21.02.2011 um 00:27 Uhr Anne
ja, liebe luise, wieder eine schöne praline (lena) von dir!
es gab damals wenige lesbische frauen-vorbilder - sexualität war überhaupt ein tabu-thema. von frauenliebe hatte ich als kind oder schülerin nie etwas gehört, aber ich fühlte mich - und das empfand ich als etwas ganz natürliches - nur zu frauen hingezogen und war häufig hoffnungslos verliebt.
für viele hiess es damals, das seien nur schwärmereien, die sich später `auswachsen` :-) würden..
überall nur heteros, in jedem film, in jeder illustrierten, in sämtlichen lektüren, in allen gesprächen usw. - ich bekam jedesmal die krise, wenn die hetero-geschichten endeten mit `bis dass der tod euch scheidet`. lesbenliteratur und dann noch mit glücklichem ausgang war mir völlig unbekannt.
ich habe mich in diesem gesellschaftl. zustand nie richtig dazugehörig bzw. wohl/gefühlt. das führte auch vorübergehend zu einem leben in falschen bahnen. und das beschäftigt mich bis heute.
es gibt us-studien zu suizid-gefahr unter lesben und die annahme bestätigt, dass lesbische frauen häufiger depressiv werden als heterosexuelle, mehr unter suizid-gedanken leiden und vermehrt versuchen, sich das leben zu nehmen. im alter von 15-29 jahren unternehmen sogar doppelt so viele einen selbstmordversuch. zu den risikofaktoren zählen der coming-out-prozess, die bekanntheit ihrer frauenliebe und der stress einer stigmatisierten gruppe anzugehören. es heisst auch, dass lesbische mädchen i.d. kindheit doppelt so häufig sexuelle oder psychische übergriffe erlitten haben.
homophobie schwelt weiter, offen und verdeckt - in über 70 ländern gehören lesben und schwule auf den `index`.
dumme, abwertende klischee-vorstellungen über lesben, über die frauenliebe, sprachliche abwertung, über menschen, die andere lebensentwürfe planen jenseits der heteronorm. das patriarchat hat ganze arbeit geleistet in seiner misogynen, abwertenden haltung gegenüber dem `weiblichen`.
(homophobe) menschen können nicht wirklich lieben, wenn sie die liebe gleichgeschlechtlicher paare problematisieren und stigmatisieren.
“frauen sichtbar machen - nicht nur in der sprache , in den medien, in der liebe, sondern in allen anderen symbolischen systemen auch.” (lfp)
http://www.tagblatt.de/Home/nachrichten/tuebingen_artikel,-Luise-Pusch-und-Joey-Horsley-erforschen-die-Geschichten-der-Frauenliebe-_arid,117139.html
n.b. übrigens lt. wiki: bei der erstmaligen zensurvorlage bei der filmprüfstelle im okt. 1931 (mädchen in uniform) erhielt der film (2.682 m-version) jugendverbot! diese entscheidung wurde im april 1932 auch für eine auf 2.480 m gekürzte fassung bestätigt. da fehlten 2o2 m schöner filmstoff, grusel.
ich habe noch die alte fassung mit erika mann als fräulein von Attems.
llg anne
21.02.2011 um 00:10 Uhr Evelyn
Nun, die Bachmann hat ihre eigene Aufklärungsvita durchleben und durchleiden müssen: in weiseren Jahren kam sie zu dem Schluss, dass der Mann an sich (in seinem Verhalten gegenüber der Frau) ein Faschist ist.
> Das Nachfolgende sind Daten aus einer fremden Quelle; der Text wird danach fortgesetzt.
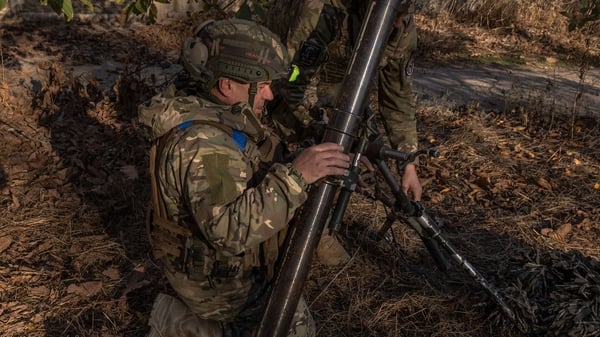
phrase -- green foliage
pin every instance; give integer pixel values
(586, 11)
(64, 7)
(141, 8)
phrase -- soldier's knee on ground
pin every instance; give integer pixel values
(170, 317)
(303, 324)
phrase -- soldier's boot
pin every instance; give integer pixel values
(172, 318)
(330, 251)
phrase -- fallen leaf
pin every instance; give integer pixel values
(130, 172)
(112, 273)
(543, 183)
(86, 289)
(5, 242)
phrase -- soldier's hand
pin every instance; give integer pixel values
(322, 160)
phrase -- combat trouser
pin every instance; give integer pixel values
(170, 317)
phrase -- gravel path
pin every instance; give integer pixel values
(552, 88)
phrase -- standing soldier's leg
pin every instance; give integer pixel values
(396, 101)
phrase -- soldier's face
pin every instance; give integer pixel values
(263, 95)
(240, 93)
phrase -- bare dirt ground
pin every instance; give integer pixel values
(516, 189)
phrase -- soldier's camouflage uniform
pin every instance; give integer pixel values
(226, 215)
(320, 38)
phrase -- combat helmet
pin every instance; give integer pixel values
(235, 48)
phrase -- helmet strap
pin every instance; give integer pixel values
(252, 93)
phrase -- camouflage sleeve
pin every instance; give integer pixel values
(317, 24)
(396, 101)
(210, 173)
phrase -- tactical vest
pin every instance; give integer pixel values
(181, 246)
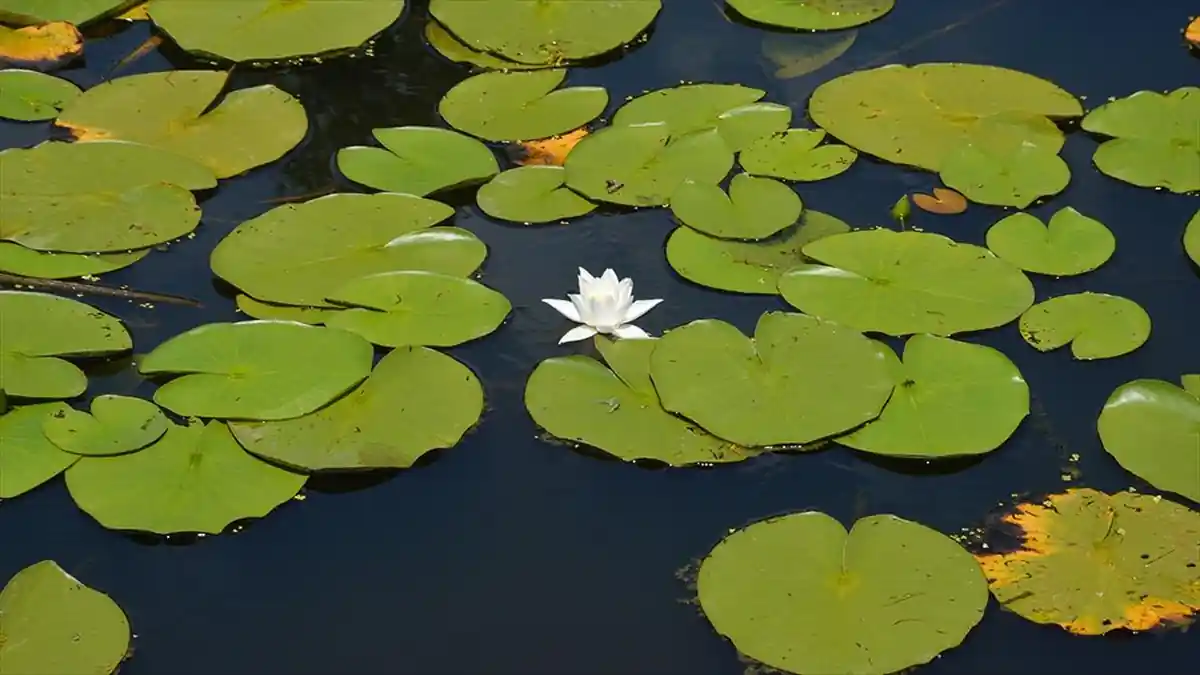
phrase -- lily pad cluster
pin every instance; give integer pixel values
(144, 144)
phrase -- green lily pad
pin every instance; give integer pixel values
(37, 330)
(1071, 244)
(798, 381)
(415, 400)
(616, 408)
(924, 115)
(169, 109)
(1192, 238)
(825, 15)
(1153, 138)
(545, 31)
(952, 399)
(742, 126)
(256, 309)
(906, 282)
(450, 47)
(1005, 178)
(257, 369)
(400, 309)
(688, 108)
(259, 30)
(1152, 428)
(419, 160)
(639, 165)
(127, 196)
(16, 258)
(1096, 324)
(27, 458)
(755, 208)
(1093, 562)
(196, 478)
(117, 425)
(795, 155)
(298, 254)
(33, 96)
(799, 593)
(78, 12)
(53, 623)
(520, 106)
(747, 267)
(797, 54)
(532, 195)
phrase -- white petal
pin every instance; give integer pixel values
(577, 333)
(639, 309)
(630, 333)
(564, 308)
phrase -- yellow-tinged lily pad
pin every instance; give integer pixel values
(1093, 562)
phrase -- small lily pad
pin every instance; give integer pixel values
(799, 593)
(640, 165)
(1071, 244)
(196, 478)
(906, 282)
(39, 330)
(687, 108)
(257, 369)
(742, 126)
(419, 160)
(1093, 562)
(16, 258)
(796, 155)
(399, 309)
(117, 425)
(755, 208)
(747, 267)
(952, 399)
(615, 407)
(799, 380)
(415, 400)
(27, 458)
(1096, 324)
(1152, 428)
(532, 195)
(54, 625)
(33, 96)
(520, 106)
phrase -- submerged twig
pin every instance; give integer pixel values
(96, 290)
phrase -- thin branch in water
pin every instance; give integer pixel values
(96, 290)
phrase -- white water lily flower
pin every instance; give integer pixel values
(603, 305)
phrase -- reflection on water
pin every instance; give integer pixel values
(510, 554)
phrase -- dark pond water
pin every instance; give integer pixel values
(514, 555)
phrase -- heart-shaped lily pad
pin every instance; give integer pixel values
(257, 369)
(1097, 326)
(747, 267)
(1071, 244)
(1152, 428)
(397, 309)
(797, 155)
(117, 425)
(904, 282)
(755, 208)
(952, 399)
(196, 478)
(799, 380)
(419, 160)
(520, 106)
(415, 400)
(532, 195)
(615, 407)
(799, 593)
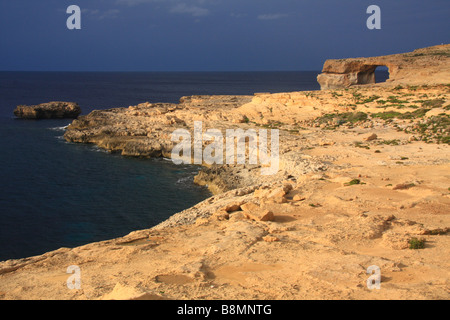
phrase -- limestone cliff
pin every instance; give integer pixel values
(427, 65)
Diese Erkenntnis endete mit dem eigenen Tod, einem ensetzlichen Flammentod. Denn keine Frau, die ein glückliches Liebesleben hat, verfällt der Tablettensucht und löst einen tödlich endenden Unfall aus - unsere Psyche lässt sich nicht betrügen. Und schließlich hat sie uns ein Erbe hinterlassen, mit “Malina” aus dem unvollendeten Zyklus “Todesarten”, das uns ermahnt, die Folgen von Desorientierung und emotionaler Abhängigkeit im weiblichen Leben rechtzeitig wohl zu bedenken - und beizeiten zu fragen, ob wir d a s mit tödlichen Folgen mit einem Mann erleben wollen!